Quando criança, Shrek parecia apenas engraçado.
Mas acontece algo curioso quando revisitamos o filme depois de adultos:
ele muda.
Ou melhor…
nós mudamos.
E então começamos a perceber que Shrek nunca foi só um desenho infantil.
Era uma história profundamente humana disfarçada de animação.
A primeira grande lição está no próprio Shrek.
Ele se isola porque acredita que o mundo já decidiu quem ele é antes mesmo de conhecê-lo. Então cria uma armadura emocional: afasta pessoas antes que possam machucá-lo.
Quantos adultos fazem exatamente isso?
Quantos se escondem atrás de ironia, silêncio ou aparência de dureza apenas para evitar novas decepções?
Shrek não queria ficar sozinho.
Ele apenas se acostumou a acreditar que era mais seguro assim.

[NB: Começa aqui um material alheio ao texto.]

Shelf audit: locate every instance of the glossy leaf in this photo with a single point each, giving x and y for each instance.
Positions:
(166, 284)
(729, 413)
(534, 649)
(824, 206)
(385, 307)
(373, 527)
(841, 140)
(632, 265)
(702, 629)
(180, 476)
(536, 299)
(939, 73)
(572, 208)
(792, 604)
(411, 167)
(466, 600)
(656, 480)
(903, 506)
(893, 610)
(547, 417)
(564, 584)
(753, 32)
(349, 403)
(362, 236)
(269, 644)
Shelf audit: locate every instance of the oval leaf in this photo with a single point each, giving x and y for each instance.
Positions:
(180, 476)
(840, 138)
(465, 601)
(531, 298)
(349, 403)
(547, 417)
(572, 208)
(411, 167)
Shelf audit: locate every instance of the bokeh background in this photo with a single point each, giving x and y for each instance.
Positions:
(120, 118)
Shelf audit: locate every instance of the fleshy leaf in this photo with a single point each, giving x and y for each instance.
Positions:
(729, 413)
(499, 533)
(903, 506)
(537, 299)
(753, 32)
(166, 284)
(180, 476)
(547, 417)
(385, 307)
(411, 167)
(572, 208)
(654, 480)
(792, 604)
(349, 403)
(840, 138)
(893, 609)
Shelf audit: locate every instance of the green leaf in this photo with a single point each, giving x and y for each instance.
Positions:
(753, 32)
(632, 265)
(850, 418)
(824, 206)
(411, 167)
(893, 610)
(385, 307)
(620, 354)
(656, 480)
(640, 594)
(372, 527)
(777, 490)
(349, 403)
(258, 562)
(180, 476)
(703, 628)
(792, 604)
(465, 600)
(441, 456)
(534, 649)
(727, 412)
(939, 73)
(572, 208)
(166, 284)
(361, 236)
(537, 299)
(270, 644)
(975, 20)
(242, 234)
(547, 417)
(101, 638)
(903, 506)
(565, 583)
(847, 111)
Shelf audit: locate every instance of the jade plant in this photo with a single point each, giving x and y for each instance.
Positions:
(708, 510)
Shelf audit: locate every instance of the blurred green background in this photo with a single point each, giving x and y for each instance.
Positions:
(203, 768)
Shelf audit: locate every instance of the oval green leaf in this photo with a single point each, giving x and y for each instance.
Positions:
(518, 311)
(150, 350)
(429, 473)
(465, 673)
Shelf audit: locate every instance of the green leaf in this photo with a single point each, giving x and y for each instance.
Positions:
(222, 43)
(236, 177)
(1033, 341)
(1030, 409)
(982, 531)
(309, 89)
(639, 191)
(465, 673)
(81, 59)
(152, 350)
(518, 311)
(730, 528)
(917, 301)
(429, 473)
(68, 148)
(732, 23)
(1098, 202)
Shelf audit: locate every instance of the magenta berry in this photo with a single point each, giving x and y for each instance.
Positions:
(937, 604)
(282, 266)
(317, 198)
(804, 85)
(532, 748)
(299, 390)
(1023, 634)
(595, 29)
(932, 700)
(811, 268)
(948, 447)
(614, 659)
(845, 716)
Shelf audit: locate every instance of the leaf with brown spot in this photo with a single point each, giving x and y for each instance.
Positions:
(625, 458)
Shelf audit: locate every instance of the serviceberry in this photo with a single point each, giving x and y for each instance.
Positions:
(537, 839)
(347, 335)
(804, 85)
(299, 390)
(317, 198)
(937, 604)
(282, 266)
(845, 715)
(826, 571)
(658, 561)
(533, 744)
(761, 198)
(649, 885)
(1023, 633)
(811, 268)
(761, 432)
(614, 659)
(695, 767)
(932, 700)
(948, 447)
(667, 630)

E talvez uma das frases mais profundas do filme esteja justamente quando ele compara as pessoas a cebolas:
“camadas”.
Adultos entendem perfeitamente isso.
Porque crescer é acumular camadas.
A criança olha um ogro verde.
O adulto enxerga alguém tentando desesperadamente não ser rejeitado.
E então entra o Burro.
Talvez o personagem mais subestimado da animação.
Porque o Burro representa aquele tipo raro de amizade que não desiste da gente, mesmo quando fazemos de tudo para afastar.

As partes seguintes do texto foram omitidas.